I have two main guidelines to offer. First: remove all or most the wearing ease from the pattern.
This is pretty simple if the multi-sized pattern includes the finished circumferences at bust/waist/hips for the sizes included. If not, simply flat measure the pattern at those key points (and any others that might be an issue for you). I tend to leave an 1" ease at the hipline, my largest measurement. If I need to go beyond the largest or inside the smallest size line, I use the pivot and slide method so the curves maintain their integrity. I always trace off my patterns anyway, in case I completely foul up any fitting adjustments. That way the original can be reused easily, no harm, no foul. Second: If any of the pattern pieces are supposed to be cut on the bias, consider cutting them on the straight of grain.

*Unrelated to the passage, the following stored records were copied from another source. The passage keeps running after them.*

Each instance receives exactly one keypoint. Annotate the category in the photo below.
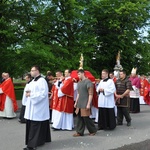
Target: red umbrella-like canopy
(74, 74)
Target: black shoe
(129, 123)
(119, 123)
(100, 128)
(29, 148)
(55, 129)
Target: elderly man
(37, 111)
(135, 92)
(123, 87)
(83, 106)
(106, 102)
(8, 105)
(64, 108)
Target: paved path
(12, 136)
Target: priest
(106, 102)
(37, 111)
(8, 103)
(65, 105)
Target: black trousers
(21, 116)
(83, 122)
(123, 112)
(106, 118)
(134, 105)
(37, 133)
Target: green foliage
(53, 34)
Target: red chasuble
(54, 100)
(95, 97)
(8, 90)
(147, 95)
(144, 85)
(66, 102)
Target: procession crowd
(57, 100)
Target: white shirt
(37, 105)
(106, 98)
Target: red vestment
(147, 95)
(8, 90)
(66, 102)
(144, 85)
(54, 99)
(95, 97)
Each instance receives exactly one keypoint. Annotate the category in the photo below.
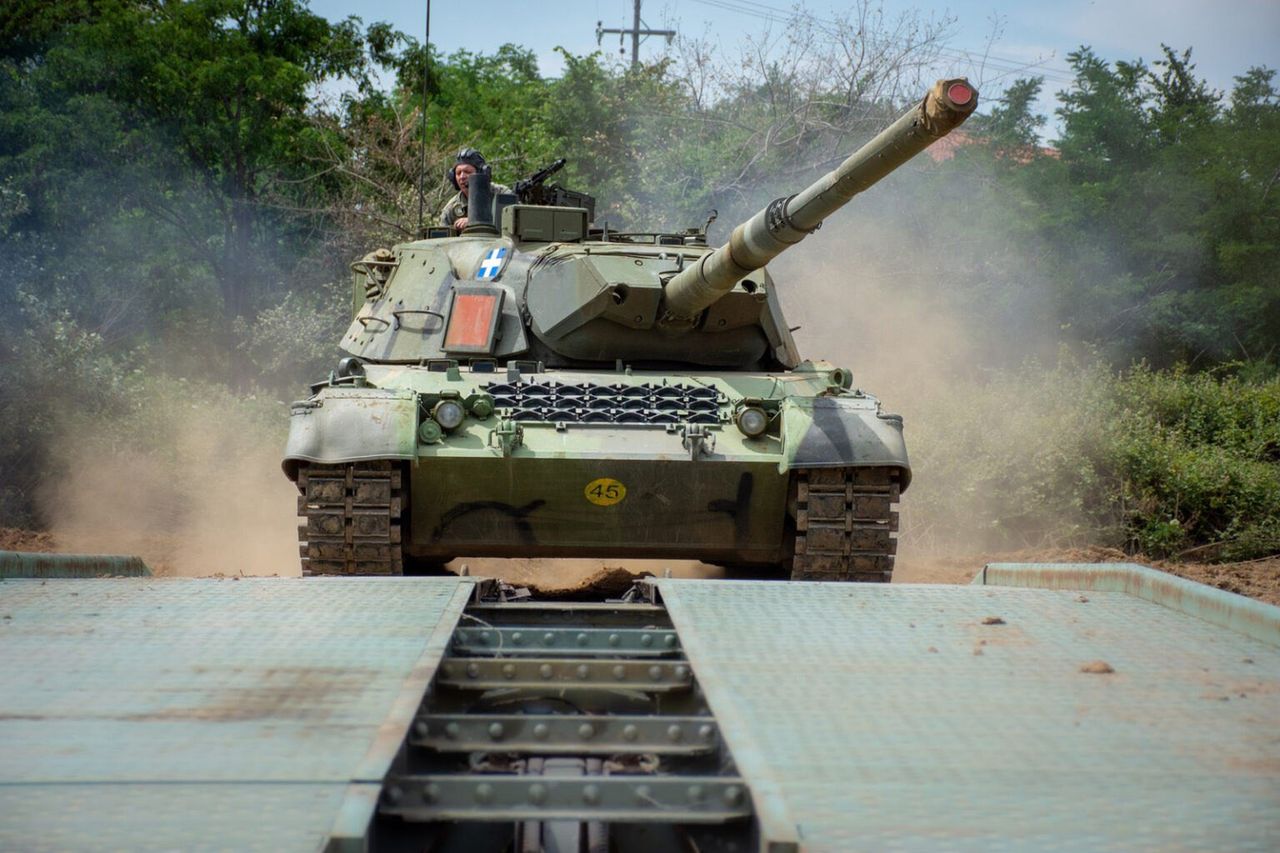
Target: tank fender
(841, 432)
(351, 425)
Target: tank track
(351, 519)
(845, 524)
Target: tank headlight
(448, 414)
(752, 420)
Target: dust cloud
(202, 495)
(883, 291)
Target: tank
(536, 387)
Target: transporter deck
(387, 714)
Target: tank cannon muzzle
(785, 222)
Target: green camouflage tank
(538, 387)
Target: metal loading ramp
(908, 717)
(279, 714)
(240, 715)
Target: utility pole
(638, 28)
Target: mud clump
(1097, 667)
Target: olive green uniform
(456, 208)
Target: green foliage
(174, 191)
(1197, 464)
(1159, 463)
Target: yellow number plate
(604, 491)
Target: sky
(1032, 37)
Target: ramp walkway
(1101, 707)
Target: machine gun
(535, 191)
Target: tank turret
(785, 222)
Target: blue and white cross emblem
(492, 263)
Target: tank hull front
(714, 510)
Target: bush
(1193, 464)
(1165, 464)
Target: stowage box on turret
(536, 387)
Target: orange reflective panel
(471, 322)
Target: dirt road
(1257, 578)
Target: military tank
(536, 387)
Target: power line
(638, 28)
(1006, 64)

The knit will remain fluid on the straight of grain, where a woven might not. It will also tend to drag a skirt down if cut on the bias.

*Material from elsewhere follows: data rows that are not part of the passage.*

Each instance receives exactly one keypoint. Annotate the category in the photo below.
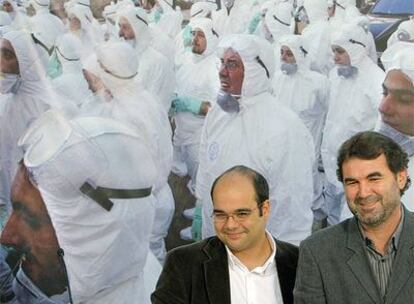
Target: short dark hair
(260, 185)
(370, 145)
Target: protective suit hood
(206, 25)
(295, 44)
(137, 17)
(317, 10)
(353, 39)
(104, 247)
(118, 65)
(68, 49)
(258, 60)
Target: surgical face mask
(54, 66)
(347, 71)
(27, 292)
(228, 3)
(227, 102)
(289, 68)
(10, 83)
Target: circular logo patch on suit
(213, 150)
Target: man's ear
(402, 178)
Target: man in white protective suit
(197, 86)
(155, 70)
(405, 32)
(316, 35)
(397, 108)
(131, 103)
(248, 126)
(355, 92)
(23, 61)
(232, 18)
(71, 82)
(82, 212)
(43, 15)
(19, 19)
(305, 92)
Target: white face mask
(10, 83)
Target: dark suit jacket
(334, 268)
(198, 273)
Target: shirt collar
(234, 262)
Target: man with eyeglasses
(355, 91)
(243, 263)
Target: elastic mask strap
(37, 41)
(280, 21)
(263, 65)
(68, 59)
(143, 20)
(101, 195)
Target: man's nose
(385, 106)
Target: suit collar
(217, 277)
(403, 266)
(216, 274)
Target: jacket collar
(403, 266)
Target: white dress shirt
(259, 285)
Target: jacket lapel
(403, 267)
(216, 273)
(358, 262)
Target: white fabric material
(265, 136)
(306, 93)
(90, 32)
(316, 36)
(353, 107)
(204, 86)
(105, 251)
(19, 20)
(190, 82)
(134, 105)
(5, 23)
(202, 9)
(259, 285)
(233, 22)
(46, 27)
(405, 26)
(71, 83)
(33, 98)
(155, 71)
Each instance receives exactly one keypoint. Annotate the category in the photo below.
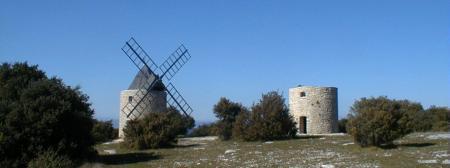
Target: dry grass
(415, 150)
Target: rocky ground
(414, 150)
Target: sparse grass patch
(414, 150)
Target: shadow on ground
(126, 158)
(417, 145)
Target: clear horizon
(239, 49)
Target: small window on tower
(302, 94)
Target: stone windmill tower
(148, 93)
(157, 99)
(315, 109)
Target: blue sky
(240, 49)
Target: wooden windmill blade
(147, 67)
(177, 101)
(150, 79)
(174, 62)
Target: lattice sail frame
(168, 69)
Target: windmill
(148, 91)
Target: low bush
(379, 121)
(226, 111)
(103, 131)
(269, 119)
(156, 130)
(51, 159)
(39, 113)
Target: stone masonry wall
(318, 104)
(158, 104)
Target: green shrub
(103, 131)
(379, 121)
(226, 111)
(269, 119)
(50, 159)
(156, 129)
(38, 113)
(440, 118)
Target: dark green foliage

The amount of stretch in the knit can make a huge difference. Less stretch, keep some wearing ease; More stretch, consider going even smaller than your measurements (negative ease). Facings:
Think about binding the edge instead of using a facing. Interfacing:
Lightweight, fusible knit or tricot. Probably not necessary if you replace the facings with bindings.Closures:
You might not need that 22" center back zipper, or any zipper at all. Think about how the garment is going to go on and how using a knit will make that process easier. The dress I just finished had an open neckline and a v-back. I simply eliminated the zipper, and the CB seam in the back bodice. I left the CB seam in the skirt pieces because they were angled to create an A-line effect.
I hope more experienced sewers add more tips to this very short list. I have redrawn only 2 dress patterns to use with knits instead of wovens. Both patterns were simple and did not have facings, nor did they require interfacing. I did use strips of a lightweight knit fusible along the seam where I inserted an invisible zipper in the first dress I made.